YOZGAT'ta gazeteci olmak, sonrasında Türkiye'nin tanıyıp, takdir ettiği bir isim olmak o kadar kolay değil. Bunu başarabilen birden fazla hemşehrimiz mevcut. Agah Efendi ile başlayıp, Abbas Sayar ile devam eden. Hakkı Öcal, Taha Akyol, Saygı Öztürk ile zirveye ulaşan daha bir çok isim mevcuttur. Hepsini sıralamaya kalksam, sadece rumuzları bile bu köşeden taşar...     
Yazıları, yaptığı haberleri, yayınlanan kitapları ile yurt gündemine yön veren Saygı Öztürk ile ilgili 'ahkam kesenler' aslında bildiklerinden değil, büyük bir çoğunluğunun farklı bir psikolojisi ile hareket ettiğini görmek, ister istemez insanı üzüyor. Hele bunu yapanlar 'Yozgat'ı Yozgatlıyı savunma' adına yaptığını söyleyerek, yola çıkmaya kalkışınca, ortaya çok komik bir durum çıkmaktadır...

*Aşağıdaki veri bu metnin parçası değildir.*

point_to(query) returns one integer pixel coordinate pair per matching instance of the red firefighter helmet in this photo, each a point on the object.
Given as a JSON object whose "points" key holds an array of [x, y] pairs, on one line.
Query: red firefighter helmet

Saygı Öztürk; Henüz gençlik yıllarının ilk günlerine ayak basmaya hazırladığı dönemde Yerköy ilçesinde amatör bir ruh ile başladığı gazetecilik serüvenini zirveye taşırken, doğruyu yansıtmak için vermiş olduğu mücadelede, hırpalanmayı da, dayak yemeyi de göze almış bir isimdir. Doğru bilgiye ulaşmak, dün çok zordu. Bugün bilgi kirliliği içerisinden doğru olanları bulmak, onları değerlendirmek mesleki bir tecrübe ve ahlakı gerektirmektedir. Saygı Öztürk ve Saygı Öztürk gibi gazeteciler, doğru bilgileri  okurlarına ulaştırmak için vermiş oldukları mücadelede hiç bir zaman kasıtlı, taraflı, yalan, iftira gibi konulara tenezzül etmezler, etmemişlerdir. Ama, doğruyu bulmaya çalışırken, ulaşılan bilgi ve belgelere bağlı olarak yanlışlık yapılabilir. Eğer bir yanlışlık söz konusu ise, bunun için her zaman özür dilenmiş, dilenmektedir. Bu da bir erdemliliktir...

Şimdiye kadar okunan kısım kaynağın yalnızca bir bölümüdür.